Sehr geehrter Herr Lautenschläger,

Zudem möchte ich Ihnen für Ihre Antwort im Rahmen einer Erstberatung bedanken. Die von Ihnen dargelegte Ausführungen erscheinen für die Lösung des Problems sinnvoll zu sein.

Allerdings ist das ganze für mich auch kostenaufwendig. Daher werde ich überlegen, wie ich vorgehen soll oder ob ich mit Ihnen Kontakt aufnehmen soll.

Bitte haben Sie Verständnis dafür, dass ich es bei der Frage noch ein Punkt gibt, indem es ein Klärungsbedarf besteht.

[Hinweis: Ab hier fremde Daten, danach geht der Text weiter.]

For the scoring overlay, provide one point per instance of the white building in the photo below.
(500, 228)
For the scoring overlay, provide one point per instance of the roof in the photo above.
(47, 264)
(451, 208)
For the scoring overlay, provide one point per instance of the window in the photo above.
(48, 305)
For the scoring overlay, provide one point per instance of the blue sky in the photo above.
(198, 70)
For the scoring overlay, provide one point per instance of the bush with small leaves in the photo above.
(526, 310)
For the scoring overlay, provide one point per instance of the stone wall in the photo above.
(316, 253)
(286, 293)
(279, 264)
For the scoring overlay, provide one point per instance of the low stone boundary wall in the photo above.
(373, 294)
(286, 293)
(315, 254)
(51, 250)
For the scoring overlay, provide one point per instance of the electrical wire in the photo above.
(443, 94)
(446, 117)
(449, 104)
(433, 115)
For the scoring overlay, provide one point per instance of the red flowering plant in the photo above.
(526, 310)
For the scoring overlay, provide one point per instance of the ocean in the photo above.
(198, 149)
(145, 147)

Die Frage war, -wie oben bereits erwähnt, siehe Nr 1)- ob ich diese Reparaturarbeiten für die Fliesen mit einem Bekannter zusammen -ohne eine Firma beauftragen sowie keine Rechnung vorlegen zu müssen- selbst durchführen kann oder eine Firma beauftragen soll.

Vielen Dank im Voraus,

PS : Außerdem habe ich eben gesehen, dass Sie in Weinheim, also in meine Nähe sind. Vielleicht können Sie mir in der Zukunft für diese, aufgrund der Hausverwaltung entstehende Probleme behilflich sein. Ich habe leider keine Rechtschutzversicherung. Daher werde ich schnellstmöglich auch eine für solche Fälle abschließen.

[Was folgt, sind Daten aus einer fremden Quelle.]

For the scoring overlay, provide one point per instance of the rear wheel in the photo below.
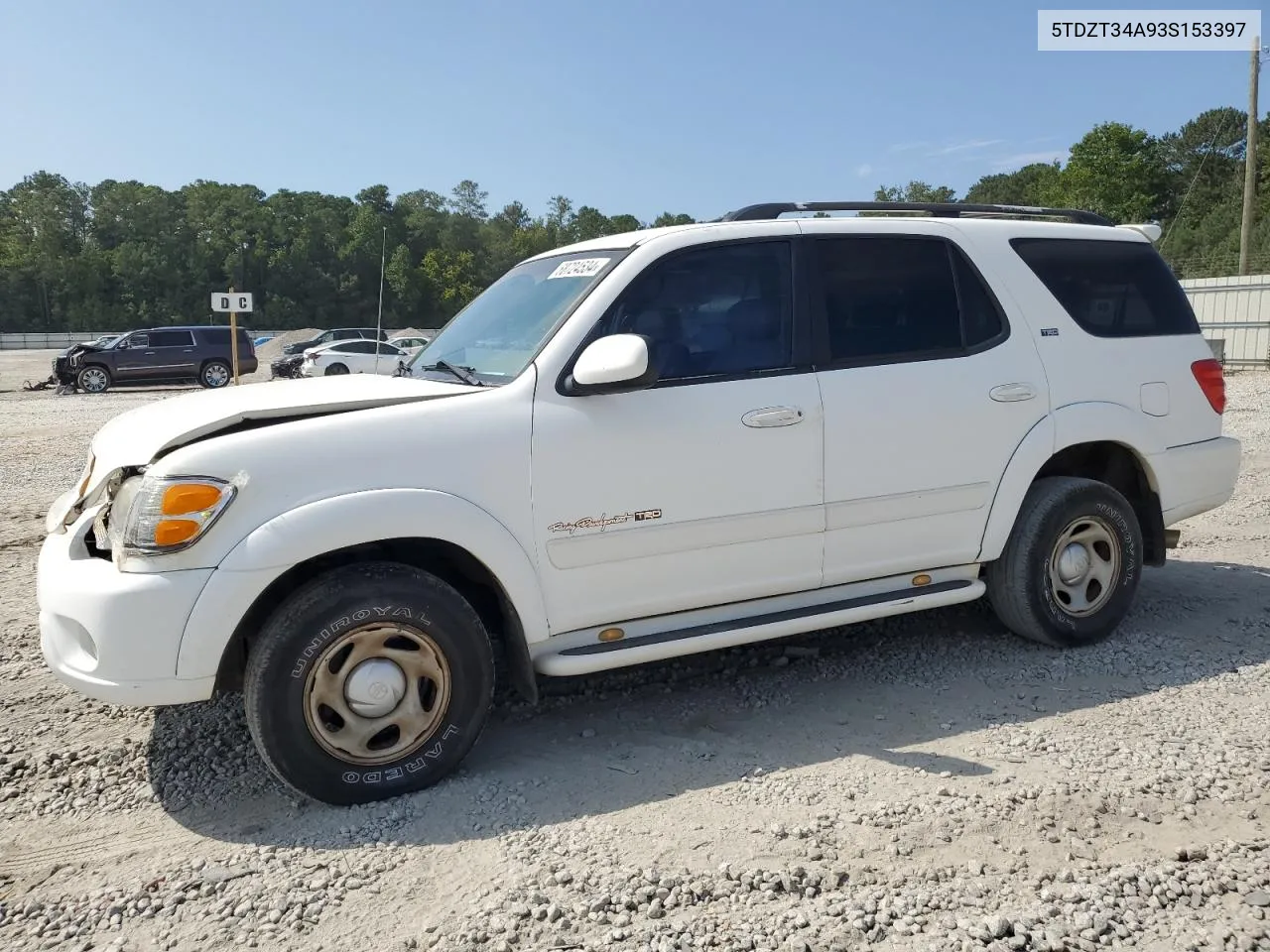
(93, 379)
(214, 373)
(1071, 567)
(370, 682)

Antwort auf die Nachfrage vom Anwalt 02.05.2014 | 00:44

Sehr geehrter Frasgensteller,

Dank für die Nachfrage.

M.E. kann die Wohnungseigentümergemeinschaft nur fordern, dass die Arbeiten "sach- und fachgerecht" ausgeführt werden, d.h. sie könnten von Ihnen ggf. auch in Eigenleistung durchgeführt werden.

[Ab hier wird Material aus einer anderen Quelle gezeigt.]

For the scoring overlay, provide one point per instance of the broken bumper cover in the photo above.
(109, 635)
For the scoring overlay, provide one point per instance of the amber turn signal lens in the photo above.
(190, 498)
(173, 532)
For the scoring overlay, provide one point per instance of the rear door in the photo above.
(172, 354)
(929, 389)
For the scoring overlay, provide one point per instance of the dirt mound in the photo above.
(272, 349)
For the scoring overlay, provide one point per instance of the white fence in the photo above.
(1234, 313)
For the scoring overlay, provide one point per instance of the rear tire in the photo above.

Die Unterschiede und Risiken im Gegensatz zu Werkverträgen bzw. Bauverträgen mit "Profis" oder gar Schwarzarbeit, können hier nicht Gegenstand weiterer Beratungen sein.

Ich wäre im Rahmen einer weiteren Beauftragung - bevorzugt von allen Wohnungseigentümern - bereit den Sachverhalt und dann die Rechtslage genauer anzuschauen.